In the past 17 months, Mikael Maatta has come back from knee surgery and finally won a Kailua Night Doubles tennis championship after years of near-misses. His focus now is “not to get wiped off the court” in January’s Honolulu Challenger.
That trio, and a twist of fate when he went home to Sweden at Christmas, led him to Jarkko Kortelainen. The rest, as Maatta tells it, is fitness history.
The former Hawaii Pacific All-American, and doubles partner Jan Axel Tribler, qualified for the $50,000 USTA Circuit event by winning every stop on this year’s inaugural Triple Crown of Tennis. Both have been working full-time as financial analysts in Honolulu the past five years.
About 10 pounds overweight after his surgery and still sluggish, Maatta was looking for a “kick-start” when he went to the gym with friend Johan Brunstrom, who once reached the doubles round of 16 in the Australian Open.
Brunstrom was also coming off an injury. Maatta watched his friend’s workout with Kortelainen in Sweden with increasingly incredulous eyes.
“He was doing something completely different,” Maatta recalls. “Sweating like crazy just lifting small weights and a stick. I was used to lifting big weights and trying to build muscle. It got me very intrigued.”
The outgoing Maatta engaged Kortelainen in conversation. The Finnish “elite personal trainer,” who owns gyms in Europe, ultimately agreed to come to the Honolulu Club and use it as his “test market” in the U.S.
Maatta and the club convinced 75 people — about 30 percent women — to take the daily, hourlong “30 Day Top Shape Challenge” (topshapein30days.com). Kortelainen developed it in 2008 to prepare himself for a photo shoot.
It was designed to be accessible to anyone and the club opened it to nonmembers as well, offering classes at 6 a.m., noon and 6 p.m. The first level is mostly about breathing and form. In Level 2, participants learn to perform actions with their entire body. The third level ups the challenge, and at Level 4 all exercises are done on a balance board while focusing on keeping the core strong.

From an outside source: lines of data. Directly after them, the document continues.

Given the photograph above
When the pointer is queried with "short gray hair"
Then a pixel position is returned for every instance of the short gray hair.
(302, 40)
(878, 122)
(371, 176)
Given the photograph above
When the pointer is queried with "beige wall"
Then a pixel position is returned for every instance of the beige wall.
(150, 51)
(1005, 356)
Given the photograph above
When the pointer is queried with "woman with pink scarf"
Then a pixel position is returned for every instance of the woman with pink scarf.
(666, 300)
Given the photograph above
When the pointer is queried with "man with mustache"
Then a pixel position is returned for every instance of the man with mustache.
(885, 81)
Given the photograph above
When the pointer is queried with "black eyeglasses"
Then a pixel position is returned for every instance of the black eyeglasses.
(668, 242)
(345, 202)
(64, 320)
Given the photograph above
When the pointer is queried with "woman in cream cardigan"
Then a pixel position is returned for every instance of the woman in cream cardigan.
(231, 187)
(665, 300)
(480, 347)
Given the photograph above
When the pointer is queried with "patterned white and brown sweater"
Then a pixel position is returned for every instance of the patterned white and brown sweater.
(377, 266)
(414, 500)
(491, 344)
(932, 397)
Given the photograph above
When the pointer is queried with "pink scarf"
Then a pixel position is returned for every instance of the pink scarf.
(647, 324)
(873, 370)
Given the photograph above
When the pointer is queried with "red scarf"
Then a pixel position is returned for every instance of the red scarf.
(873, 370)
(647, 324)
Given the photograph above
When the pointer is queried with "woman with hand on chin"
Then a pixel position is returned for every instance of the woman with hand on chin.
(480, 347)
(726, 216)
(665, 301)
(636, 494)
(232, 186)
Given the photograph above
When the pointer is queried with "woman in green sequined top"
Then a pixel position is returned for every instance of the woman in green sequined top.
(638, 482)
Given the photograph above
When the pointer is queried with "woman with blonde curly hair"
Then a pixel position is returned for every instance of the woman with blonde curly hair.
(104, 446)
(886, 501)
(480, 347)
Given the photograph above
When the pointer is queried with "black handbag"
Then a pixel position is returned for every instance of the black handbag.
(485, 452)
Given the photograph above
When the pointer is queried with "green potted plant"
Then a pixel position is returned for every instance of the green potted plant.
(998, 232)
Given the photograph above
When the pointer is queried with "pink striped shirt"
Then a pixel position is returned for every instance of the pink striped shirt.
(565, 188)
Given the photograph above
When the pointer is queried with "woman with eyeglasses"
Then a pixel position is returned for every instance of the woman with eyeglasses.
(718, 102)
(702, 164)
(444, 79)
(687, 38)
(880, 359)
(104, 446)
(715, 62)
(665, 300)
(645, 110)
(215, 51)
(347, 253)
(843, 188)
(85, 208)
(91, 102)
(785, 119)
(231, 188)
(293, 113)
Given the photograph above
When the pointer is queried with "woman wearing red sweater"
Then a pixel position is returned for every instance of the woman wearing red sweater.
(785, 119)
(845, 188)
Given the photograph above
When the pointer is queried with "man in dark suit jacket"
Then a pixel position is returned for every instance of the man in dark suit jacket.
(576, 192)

About two-thirds of the students stuck it out daily from Sept. 19 to Oct. 18. Some had remarkable results and some routine, but the ones who finished were apparently convinced that Kortelainen’s core approach had merit, and are now searching for successful maintenance programs.
What Kortelainen describes as “fusion functional” training is not new. Trainers have been teaching core conditioning to serious athletes for years. K.J. Choi was one of the first to popularize it on the PGA Tour. Each trainer has his own tweaks.
Kortelainen took it up after a hip injury derailed his professional basketball career in Europe. Unable to lift heavy weights, he began to study core fitness. That was 13 years ago.
His 60-minute class, augmented by 1,500- or 2,200-calorie-a-day nutrition guidelines, is filled with 90-second moves done on mats. Students often hold yoga bricks between their feet. Cardio is considered recovery time from moves done with sticks and hand weights, and ultimately on a balance board for those who are able.
The emphasis is on keeping the body in a straight line — no “duck feet,” swayback or hunched shoulders — and engaging abdominal muscles with all power originating from the core. Students are encouraged to focus on their posture every waking moment.
Proper breathing is vital. Kortelainen acknowledges it usually takes at least 30 days to synchronize effective breathing with new muscle movements.
Maatta, one of Hawaii’s best tennis players since he got here in 2003, is still working on that.
“I have not mastered the breathing yet, but I am on my way,” he says. “I train on it all the time, even when I sit in the car or in the office. I know I will get there, but it will take time.”
Maatta swears his shots “have more pop” and he can reach higher on his serves.
And those 10 extra pounds are long gone, as are 5 inches around his waist. Tao Miller says his cholesterol went from 271 to 188, with his triglyceride level also showing a dramatic drop. Ted Caisse lost 26 pounds the first 26 days.
“I was two cheeseburgers short of 300 pounds,” Caisse says. “At the beginning, I didn’t make it through one routine. I’ll be honest, I was ready to quit after Day 4. Some of the others in the class talked to me and they were encouraging. Then, by Day 10, I had lost 12 pounds.”
Kortelainen is already thinking about a return to Hawaii in May. Maatta will be on his own until then, but his 30 Day Challenge will get him through the Challenger.
“This is definitely going to be the basis for all my workouts from now on,” he says. “I am going to focus on strengthening my core as all power and energy comes from your core. … The workout is a base foundation for all athletes, including myself.”